In addition, other assets associated with or in the vicinity of transportation facilities can be located, identified, and assessed. This mapping includes road signs, guard rails, paint markings, utilities, garbage bins, etc., which can be viewed as additional layers on the data visualization platform of the software suite. Finally, measures of transportation sustainability, resilience, and environmental impact may be assessed and visualized as yet another layer on the visualization software.
This visualization provides owner-agencies an unbiased, straightforward platform to assist them in systematically moving towards more sustainable and resilient infrastructure.
This I-Corps project is based on the development of an automated pavement evaluation software suite. The suite will incorporate several coded and integrated machine learning and deep learning techniques used for the detection and classification of the extent and severity of critical pavement obstacles. The algorithms seek to provide highly accurate, unbiased pavement condition assessments.

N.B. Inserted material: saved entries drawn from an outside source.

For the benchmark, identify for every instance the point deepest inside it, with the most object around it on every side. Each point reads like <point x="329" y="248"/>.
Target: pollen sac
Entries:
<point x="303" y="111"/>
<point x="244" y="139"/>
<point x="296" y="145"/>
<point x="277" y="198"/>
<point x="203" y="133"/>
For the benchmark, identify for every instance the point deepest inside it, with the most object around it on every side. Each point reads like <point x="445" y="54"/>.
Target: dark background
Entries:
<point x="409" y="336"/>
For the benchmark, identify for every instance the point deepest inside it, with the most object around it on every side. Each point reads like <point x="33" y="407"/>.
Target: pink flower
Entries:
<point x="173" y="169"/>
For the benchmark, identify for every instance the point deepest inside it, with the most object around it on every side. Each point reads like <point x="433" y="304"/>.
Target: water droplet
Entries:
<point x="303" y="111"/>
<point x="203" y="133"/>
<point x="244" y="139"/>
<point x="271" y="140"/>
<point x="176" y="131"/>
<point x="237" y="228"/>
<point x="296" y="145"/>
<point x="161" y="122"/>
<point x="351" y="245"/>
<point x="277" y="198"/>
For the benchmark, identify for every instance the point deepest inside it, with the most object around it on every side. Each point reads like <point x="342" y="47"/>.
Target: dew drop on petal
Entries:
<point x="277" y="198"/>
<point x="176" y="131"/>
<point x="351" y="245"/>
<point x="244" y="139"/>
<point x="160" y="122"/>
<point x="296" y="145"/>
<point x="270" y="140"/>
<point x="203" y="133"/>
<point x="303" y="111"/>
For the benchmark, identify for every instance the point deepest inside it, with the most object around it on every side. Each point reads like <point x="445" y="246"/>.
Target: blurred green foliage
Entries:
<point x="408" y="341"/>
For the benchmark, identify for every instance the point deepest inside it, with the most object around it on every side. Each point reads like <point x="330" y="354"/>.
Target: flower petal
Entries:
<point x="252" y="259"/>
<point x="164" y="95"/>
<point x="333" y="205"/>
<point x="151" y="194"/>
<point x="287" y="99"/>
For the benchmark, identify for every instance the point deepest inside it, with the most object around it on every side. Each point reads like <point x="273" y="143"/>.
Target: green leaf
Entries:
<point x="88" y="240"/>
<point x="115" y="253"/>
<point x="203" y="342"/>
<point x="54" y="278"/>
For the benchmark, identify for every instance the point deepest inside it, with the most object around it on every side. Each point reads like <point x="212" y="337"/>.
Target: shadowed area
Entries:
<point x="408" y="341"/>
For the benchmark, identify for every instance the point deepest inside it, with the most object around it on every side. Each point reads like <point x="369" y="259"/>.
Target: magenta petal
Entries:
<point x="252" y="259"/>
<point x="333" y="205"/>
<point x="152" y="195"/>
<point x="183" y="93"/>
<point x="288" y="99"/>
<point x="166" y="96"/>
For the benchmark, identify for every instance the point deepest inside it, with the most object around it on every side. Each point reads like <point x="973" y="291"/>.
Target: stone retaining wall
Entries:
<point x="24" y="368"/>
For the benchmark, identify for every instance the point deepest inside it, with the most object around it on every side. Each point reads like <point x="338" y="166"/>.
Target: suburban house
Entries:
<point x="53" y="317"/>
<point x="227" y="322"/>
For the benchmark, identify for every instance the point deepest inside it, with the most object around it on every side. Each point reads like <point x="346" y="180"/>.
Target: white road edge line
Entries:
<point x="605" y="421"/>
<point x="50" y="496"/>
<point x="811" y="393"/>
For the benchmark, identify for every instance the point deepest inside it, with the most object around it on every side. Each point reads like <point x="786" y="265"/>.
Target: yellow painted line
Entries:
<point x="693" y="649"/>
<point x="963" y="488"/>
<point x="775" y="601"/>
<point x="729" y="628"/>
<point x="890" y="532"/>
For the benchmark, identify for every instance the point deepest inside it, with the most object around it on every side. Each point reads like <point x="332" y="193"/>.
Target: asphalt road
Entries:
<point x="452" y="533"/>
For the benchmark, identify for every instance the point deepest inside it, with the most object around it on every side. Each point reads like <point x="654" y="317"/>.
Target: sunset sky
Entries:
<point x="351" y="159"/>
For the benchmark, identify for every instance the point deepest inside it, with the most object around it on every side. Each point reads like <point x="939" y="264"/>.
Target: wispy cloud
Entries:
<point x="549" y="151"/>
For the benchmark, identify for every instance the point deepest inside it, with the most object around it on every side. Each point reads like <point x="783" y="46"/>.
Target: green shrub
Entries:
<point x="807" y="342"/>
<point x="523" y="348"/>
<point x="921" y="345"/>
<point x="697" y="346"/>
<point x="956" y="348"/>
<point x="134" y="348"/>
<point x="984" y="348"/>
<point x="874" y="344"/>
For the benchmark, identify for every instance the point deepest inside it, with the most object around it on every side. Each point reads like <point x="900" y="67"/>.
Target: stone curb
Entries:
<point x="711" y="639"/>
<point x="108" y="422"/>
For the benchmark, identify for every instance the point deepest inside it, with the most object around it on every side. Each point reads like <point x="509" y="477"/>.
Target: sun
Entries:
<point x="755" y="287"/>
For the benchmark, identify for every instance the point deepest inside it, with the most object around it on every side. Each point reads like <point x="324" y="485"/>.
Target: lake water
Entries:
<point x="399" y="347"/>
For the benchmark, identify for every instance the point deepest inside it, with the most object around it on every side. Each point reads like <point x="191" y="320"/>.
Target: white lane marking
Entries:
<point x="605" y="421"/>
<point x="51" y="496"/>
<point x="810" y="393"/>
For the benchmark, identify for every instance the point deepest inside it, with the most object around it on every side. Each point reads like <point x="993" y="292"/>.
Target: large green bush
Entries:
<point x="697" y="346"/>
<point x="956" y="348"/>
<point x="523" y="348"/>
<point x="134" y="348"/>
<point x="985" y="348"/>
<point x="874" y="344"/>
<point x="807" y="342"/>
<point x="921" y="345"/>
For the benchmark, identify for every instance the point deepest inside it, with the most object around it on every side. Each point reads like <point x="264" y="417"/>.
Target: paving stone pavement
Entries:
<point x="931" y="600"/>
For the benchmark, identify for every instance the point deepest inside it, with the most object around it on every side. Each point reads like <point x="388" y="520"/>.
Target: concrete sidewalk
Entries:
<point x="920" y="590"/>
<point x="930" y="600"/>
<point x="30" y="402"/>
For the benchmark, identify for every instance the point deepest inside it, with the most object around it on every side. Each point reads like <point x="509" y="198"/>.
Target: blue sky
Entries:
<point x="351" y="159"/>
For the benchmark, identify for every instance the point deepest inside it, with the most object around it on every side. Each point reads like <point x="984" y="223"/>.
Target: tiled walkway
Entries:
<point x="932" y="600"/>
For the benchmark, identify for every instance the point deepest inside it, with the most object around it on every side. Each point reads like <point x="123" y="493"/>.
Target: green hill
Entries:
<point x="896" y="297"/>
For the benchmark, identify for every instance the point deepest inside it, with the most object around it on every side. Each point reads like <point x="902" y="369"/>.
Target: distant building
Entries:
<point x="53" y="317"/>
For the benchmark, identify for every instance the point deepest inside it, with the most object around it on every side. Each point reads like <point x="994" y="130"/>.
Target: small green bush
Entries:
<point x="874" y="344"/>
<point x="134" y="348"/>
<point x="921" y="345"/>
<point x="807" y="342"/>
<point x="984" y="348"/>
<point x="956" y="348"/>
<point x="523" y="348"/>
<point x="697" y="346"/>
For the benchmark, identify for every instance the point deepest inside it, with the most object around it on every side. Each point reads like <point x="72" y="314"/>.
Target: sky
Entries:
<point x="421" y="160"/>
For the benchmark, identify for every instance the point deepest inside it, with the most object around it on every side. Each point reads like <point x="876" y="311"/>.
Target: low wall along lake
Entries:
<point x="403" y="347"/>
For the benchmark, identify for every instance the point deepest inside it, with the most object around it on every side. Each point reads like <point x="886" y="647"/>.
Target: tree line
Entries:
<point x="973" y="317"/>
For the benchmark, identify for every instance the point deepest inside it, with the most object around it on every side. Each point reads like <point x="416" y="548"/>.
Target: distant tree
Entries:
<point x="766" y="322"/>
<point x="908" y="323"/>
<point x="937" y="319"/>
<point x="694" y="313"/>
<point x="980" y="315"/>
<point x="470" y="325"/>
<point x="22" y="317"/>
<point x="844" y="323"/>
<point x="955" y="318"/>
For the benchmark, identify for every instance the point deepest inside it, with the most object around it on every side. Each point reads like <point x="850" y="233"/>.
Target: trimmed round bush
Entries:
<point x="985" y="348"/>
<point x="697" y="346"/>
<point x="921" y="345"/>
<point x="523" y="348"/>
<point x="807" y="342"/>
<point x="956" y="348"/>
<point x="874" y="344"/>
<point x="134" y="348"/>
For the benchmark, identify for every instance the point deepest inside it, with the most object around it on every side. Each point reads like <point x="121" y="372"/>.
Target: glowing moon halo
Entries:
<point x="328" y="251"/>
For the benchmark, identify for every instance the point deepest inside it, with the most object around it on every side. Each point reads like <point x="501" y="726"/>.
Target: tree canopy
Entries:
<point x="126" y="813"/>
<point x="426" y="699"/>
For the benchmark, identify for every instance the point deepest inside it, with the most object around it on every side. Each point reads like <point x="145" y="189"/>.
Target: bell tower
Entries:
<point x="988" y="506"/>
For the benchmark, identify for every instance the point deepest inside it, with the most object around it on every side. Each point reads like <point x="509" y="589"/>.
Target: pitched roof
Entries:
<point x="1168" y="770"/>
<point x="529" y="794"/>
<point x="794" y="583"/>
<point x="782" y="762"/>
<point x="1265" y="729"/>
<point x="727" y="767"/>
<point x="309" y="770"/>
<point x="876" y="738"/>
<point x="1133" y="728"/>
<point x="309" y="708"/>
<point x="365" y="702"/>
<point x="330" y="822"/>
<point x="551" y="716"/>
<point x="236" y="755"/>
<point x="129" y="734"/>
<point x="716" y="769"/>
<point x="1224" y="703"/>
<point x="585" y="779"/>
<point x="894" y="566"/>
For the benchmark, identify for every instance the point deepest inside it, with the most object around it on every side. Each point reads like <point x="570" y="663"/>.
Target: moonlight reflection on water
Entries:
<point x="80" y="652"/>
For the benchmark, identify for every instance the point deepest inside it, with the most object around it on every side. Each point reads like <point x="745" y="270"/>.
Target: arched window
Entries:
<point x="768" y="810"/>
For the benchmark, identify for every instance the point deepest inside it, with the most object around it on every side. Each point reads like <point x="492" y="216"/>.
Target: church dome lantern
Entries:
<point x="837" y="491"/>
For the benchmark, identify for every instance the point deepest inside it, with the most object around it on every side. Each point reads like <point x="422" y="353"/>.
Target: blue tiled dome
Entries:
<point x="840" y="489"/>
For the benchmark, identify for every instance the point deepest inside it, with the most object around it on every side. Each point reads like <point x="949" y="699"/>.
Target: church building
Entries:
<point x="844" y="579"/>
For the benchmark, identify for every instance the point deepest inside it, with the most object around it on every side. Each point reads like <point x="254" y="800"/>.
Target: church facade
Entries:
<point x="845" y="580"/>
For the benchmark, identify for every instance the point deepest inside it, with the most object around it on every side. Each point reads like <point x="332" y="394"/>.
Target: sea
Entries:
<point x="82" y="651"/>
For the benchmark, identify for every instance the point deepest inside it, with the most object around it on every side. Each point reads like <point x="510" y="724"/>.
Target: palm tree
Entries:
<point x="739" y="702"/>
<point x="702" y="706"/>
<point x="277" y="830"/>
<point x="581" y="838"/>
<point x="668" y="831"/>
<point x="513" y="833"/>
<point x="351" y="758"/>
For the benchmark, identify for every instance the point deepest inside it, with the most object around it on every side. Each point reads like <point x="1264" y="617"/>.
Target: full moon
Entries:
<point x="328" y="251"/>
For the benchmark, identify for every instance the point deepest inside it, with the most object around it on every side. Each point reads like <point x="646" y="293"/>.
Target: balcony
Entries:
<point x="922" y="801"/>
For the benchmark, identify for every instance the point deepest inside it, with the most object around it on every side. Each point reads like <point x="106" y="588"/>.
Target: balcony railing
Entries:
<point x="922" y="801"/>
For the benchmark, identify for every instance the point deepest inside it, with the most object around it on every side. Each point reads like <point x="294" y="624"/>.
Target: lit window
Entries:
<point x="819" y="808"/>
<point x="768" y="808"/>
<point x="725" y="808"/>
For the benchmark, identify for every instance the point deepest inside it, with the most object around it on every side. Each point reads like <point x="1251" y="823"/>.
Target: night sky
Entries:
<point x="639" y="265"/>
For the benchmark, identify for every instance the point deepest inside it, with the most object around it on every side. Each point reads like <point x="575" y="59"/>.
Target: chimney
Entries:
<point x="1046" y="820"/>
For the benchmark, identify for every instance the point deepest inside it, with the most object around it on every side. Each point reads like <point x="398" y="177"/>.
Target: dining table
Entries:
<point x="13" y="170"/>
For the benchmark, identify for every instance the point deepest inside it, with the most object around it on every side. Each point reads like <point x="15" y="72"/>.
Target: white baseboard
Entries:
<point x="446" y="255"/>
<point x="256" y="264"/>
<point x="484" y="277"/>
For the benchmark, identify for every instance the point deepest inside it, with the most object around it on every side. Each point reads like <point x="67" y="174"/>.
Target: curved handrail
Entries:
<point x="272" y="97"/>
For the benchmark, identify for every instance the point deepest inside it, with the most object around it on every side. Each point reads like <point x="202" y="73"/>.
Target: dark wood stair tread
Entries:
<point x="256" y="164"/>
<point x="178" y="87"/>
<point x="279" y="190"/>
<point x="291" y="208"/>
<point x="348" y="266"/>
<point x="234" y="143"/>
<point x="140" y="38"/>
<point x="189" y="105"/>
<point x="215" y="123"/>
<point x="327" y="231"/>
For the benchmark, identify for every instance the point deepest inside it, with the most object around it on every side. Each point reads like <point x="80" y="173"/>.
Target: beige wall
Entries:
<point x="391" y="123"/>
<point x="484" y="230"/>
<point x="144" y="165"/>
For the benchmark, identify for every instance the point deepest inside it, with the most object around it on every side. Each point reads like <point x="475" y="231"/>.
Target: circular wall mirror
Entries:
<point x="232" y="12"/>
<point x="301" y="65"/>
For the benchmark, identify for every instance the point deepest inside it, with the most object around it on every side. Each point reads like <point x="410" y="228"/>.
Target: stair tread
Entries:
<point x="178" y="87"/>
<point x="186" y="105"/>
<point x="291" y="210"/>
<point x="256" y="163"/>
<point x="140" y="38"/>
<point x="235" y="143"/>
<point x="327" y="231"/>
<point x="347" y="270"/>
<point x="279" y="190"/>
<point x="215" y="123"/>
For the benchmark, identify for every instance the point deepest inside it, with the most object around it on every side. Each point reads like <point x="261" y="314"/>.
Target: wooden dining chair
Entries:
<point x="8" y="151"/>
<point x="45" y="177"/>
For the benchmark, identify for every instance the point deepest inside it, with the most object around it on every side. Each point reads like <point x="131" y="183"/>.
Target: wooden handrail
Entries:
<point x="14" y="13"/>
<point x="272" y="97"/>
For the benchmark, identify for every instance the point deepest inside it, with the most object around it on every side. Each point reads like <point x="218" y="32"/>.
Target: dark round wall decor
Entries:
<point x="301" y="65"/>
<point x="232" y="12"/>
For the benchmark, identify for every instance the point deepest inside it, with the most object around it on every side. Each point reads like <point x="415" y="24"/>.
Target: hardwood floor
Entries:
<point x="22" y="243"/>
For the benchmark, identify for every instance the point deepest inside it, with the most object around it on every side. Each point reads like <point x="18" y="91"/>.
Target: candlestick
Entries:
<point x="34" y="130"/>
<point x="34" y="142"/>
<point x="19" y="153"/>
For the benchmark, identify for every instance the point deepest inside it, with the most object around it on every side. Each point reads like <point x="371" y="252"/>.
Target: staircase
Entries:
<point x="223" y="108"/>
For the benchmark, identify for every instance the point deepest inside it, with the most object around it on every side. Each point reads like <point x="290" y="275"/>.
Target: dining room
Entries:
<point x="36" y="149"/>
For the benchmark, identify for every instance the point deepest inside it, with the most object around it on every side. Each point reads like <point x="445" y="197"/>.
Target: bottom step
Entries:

The machine learning-based models use a comprehensive pavement image dataset, which considers twenty different pavement distresses for both flexible and rigid pavements as verified by pavement experts. Another capability of the software is its ability to pre-screen projects using internet street view images. This capability may allow agencies to crowd-source data for their own road networks using municipal vehicle fleets equipped with the supplied video capture and road roughness sensor system.
This award reflects NSF's statutory mission and has been deemed worthy of support through evaluation using the Foundation's intellectual merit and broader impacts review criteria.